Ferreira -Esse governo imaginou os fundos setoriais como sendo o
processo que reorganizaria o investimento em ciência. Mas
o maior problema que nós temos de compreender é o
que se quer com a associação entre universidade e
empresa. O que caracteriza uma indústria inovadora é
ter laboratórios. Isso não acontece como política
de desenvolvimento tecnológico no Brasil. Pode ocorrer somente
na Petrobras, na Embraer e na Vale do Rio Doce, que são instituições
que já cresceram dentro de um prisma de visão nacionalista,
refletindo idéias nacionalistas do governo militar.
Não é curioso que hoje a SBPC, que sempre combateu
o regime militar, veja hoje aspectos positivos dessa época?
Ferreira - As coisas sempre têm seu ponto negativo e positivo.
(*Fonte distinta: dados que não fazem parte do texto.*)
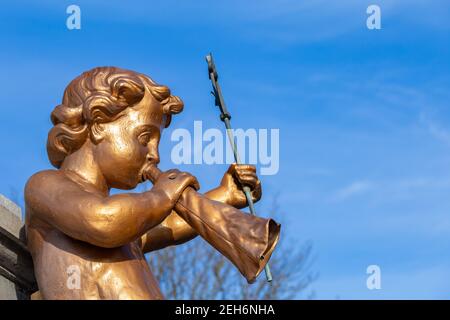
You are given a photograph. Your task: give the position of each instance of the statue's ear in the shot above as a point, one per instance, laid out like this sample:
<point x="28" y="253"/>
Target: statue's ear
<point x="97" y="132"/>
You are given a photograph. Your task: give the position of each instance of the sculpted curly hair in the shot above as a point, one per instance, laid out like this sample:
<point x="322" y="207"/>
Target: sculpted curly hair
<point x="99" y="96"/>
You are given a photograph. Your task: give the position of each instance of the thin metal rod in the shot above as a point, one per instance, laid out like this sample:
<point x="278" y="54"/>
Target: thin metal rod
<point x="225" y="117"/>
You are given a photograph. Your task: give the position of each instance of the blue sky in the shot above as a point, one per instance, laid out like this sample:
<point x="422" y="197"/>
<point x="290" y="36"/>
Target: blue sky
<point x="364" y="115"/>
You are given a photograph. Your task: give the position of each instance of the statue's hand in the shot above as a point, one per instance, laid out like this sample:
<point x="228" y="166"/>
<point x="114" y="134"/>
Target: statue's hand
<point x="233" y="181"/>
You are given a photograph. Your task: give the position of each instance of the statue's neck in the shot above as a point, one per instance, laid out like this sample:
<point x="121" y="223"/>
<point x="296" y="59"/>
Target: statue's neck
<point x="83" y="168"/>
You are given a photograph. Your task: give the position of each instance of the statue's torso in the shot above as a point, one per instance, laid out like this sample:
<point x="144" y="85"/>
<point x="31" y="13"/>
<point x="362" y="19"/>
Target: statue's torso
<point x="71" y="269"/>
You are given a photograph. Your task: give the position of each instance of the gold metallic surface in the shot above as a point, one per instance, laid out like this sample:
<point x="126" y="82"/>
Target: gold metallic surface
<point x="106" y="134"/>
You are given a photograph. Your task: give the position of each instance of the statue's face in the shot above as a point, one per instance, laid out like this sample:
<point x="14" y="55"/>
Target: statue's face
<point x="129" y="143"/>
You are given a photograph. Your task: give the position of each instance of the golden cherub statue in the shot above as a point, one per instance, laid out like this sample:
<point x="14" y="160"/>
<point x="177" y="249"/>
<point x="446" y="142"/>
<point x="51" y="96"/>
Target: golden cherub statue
<point x="106" y="134"/>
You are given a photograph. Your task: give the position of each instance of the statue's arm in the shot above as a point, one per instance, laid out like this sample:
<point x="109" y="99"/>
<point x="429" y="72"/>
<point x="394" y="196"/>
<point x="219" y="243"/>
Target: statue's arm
<point x="174" y="230"/>
<point x="109" y="221"/>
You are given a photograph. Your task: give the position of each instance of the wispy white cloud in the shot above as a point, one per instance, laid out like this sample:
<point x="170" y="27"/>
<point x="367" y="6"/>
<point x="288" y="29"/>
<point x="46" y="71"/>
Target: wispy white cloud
<point x="355" y="188"/>
<point x="435" y="129"/>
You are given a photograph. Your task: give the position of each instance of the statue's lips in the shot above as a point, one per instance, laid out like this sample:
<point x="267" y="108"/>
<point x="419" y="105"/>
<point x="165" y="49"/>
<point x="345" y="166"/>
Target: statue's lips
<point x="149" y="172"/>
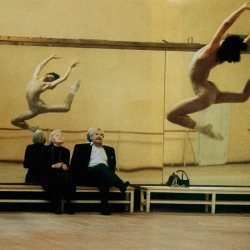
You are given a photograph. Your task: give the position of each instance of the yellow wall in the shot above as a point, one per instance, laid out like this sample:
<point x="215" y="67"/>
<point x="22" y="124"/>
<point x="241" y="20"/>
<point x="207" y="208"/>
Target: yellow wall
<point x="121" y="90"/>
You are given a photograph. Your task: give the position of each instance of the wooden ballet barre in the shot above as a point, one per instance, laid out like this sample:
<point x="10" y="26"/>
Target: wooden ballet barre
<point x="180" y="130"/>
<point x="113" y="131"/>
<point x="101" y="44"/>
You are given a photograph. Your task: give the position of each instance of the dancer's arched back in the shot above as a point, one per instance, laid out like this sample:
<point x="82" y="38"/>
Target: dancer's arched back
<point x="213" y="54"/>
<point x="37" y="86"/>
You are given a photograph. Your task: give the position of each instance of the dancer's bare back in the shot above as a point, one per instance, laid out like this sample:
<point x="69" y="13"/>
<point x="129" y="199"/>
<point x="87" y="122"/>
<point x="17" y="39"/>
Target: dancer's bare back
<point x="36" y="87"/>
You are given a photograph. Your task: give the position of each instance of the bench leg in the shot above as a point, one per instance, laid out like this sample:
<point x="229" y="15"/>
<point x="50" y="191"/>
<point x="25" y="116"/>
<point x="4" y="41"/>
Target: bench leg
<point x="131" y="202"/>
<point x="127" y="199"/>
<point x="206" y="206"/>
<point x="213" y="203"/>
<point x="148" y="201"/>
<point x="142" y="203"/>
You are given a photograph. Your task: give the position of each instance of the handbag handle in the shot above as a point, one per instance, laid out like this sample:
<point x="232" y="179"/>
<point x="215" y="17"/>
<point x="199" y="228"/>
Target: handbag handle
<point x="182" y="172"/>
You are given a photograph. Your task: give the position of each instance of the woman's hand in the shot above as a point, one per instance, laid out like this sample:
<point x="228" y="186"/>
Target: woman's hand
<point x="57" y="165"/>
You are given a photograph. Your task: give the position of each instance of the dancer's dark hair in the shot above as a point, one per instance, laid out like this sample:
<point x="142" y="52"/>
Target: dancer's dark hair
<point x="230" y="49"/>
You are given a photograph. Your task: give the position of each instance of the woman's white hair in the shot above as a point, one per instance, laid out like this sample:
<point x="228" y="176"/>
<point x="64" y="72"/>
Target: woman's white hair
<point x="52" y="134"/>
<point x="39" y="137"/>
<point x="94" y="130"/>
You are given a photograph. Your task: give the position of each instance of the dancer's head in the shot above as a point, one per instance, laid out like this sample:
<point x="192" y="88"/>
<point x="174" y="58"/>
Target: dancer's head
<point x="56" y="137"/>
<point x="96" y="136"/>
<point x="230" y="49"/>
<point x="89" y="134"/>
<point x="50" y="77"/>
<point x="39" y="137"/>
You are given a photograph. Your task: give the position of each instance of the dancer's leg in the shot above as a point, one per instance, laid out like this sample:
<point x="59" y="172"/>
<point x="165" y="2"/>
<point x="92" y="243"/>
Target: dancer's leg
<point x="227" y="97"/>
<point x="65" y="107"/>
<point x="179" y="113"/>
<point x="19" y="121"/>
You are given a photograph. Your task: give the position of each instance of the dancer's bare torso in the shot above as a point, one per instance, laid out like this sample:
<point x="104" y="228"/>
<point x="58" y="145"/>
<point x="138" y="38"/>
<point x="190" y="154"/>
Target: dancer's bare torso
<point x="199" y="69"/>
<point x="33" y="92"/>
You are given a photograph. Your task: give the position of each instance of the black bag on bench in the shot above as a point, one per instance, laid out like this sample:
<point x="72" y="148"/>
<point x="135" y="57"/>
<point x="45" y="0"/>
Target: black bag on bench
<point x="174" y="180"/>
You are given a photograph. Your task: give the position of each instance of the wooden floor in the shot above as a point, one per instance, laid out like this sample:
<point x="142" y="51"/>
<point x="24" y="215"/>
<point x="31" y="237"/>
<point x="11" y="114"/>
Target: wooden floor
<point x="154" y="231"/>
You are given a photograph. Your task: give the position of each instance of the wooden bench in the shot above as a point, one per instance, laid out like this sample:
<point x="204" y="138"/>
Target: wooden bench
<point x="211" y="194"/>
<point x="25" y="188"/>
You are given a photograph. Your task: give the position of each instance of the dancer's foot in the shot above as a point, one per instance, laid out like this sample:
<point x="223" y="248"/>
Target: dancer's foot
<point x="33" y="129"/>
<point x="75" y="87"/>
<point x="247" y="88"/>
<point x="207" y="130"/>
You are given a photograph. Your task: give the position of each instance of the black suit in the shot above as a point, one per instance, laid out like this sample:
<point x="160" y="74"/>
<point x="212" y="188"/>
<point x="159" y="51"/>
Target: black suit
<point x="100" y="175"/>
<point x="57" y="182"/>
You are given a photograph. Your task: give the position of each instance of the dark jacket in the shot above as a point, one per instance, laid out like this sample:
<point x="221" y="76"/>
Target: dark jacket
<point x="32" y="162"/>
<point x="51" y="155"/>
<point x="81" y="158"/>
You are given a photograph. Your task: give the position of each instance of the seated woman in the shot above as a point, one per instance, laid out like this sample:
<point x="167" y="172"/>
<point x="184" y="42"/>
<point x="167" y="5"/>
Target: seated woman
<point x="55" y="176"/>
<point x="32" y="158"/>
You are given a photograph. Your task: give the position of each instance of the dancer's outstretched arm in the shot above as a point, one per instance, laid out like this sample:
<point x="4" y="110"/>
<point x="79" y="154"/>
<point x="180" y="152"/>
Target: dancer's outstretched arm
<point x="42" y="64"/>
<point x="227" y="23"/>
<point x="247" y="39"/>
<point x="61" y="79"/>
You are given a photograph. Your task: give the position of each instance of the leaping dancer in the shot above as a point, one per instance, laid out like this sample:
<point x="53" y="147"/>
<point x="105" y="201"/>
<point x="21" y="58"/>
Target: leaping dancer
<point x="213" y="54"/>
<point x="39" y="85"/>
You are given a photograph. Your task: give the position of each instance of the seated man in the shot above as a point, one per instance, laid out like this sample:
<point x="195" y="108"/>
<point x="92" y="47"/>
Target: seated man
<point x="93" y="164"/>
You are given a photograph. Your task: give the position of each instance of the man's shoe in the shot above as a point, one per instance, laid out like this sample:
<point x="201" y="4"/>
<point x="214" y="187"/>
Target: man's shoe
<point x="124" y="186"/>
<point x="105" y="211"/>
<point x="68" y="209"/>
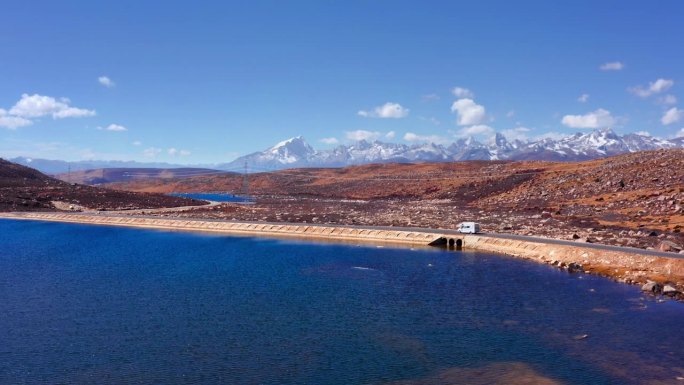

O interessante no caso do regime militar é a gente analisar
porque eles caíram na América Latina. Na minha opinião,
foi porque os Estados Unidos perceberam que os militares latino-americanos
eram nacionalistas. O mercado jamais seria aberto com um governo
nacionalista. Os militares, mesmo estando errados em alguns casos
na proteção ao mercado, não iam abrir facilmente
a economia.
Muitos cientistas são chamados de pessimistas quando reclamam
da estrutura da universidade pública brasileira, que concentra
as pesquisas. Como explicar que um sistema tão criticado
tenha sido capaz de desenvolver um projeto como o genoma?
Ferreira - Fazer genoma não é ciência,
é meia ciência. É o desenvolvimento de uma técnica
que não requer nenhuma hipótese. Desenvolver é
resolver problemas. Se o objetivo dessa rede [financiada pela Fapesp
para sequenciar o genoma da bactéria causadora da praga do
amarelinho, que ataca laranjas" era resolver o problema do
amarelinho, essa rede falhou.
Exemplificando,
é como se uma fábrica, para resolver o problema de
um indivíduo que não consegue entrar em casa porque
perdeu a chave, produzisse 3,8 milhões de chaves diferentes
e entregasse a ele como solução para o problema. Você
tem de fazer o oposto: descobrir o problema e procurar o gene que
o causa. Será que é preciso decifrar o genoma de tudo
para resolver um problema? Essa é a falácia da direção
da Fapesp. Isso não quer dizer que o projeto não tenha
sido importante, já que alguns setores puderam aproveitar
muito da experiência e do desenvolvimento de softwares da
área. Mas a visão da bola de neve que isso está
tendo é problemática. Quando isso vai terminar?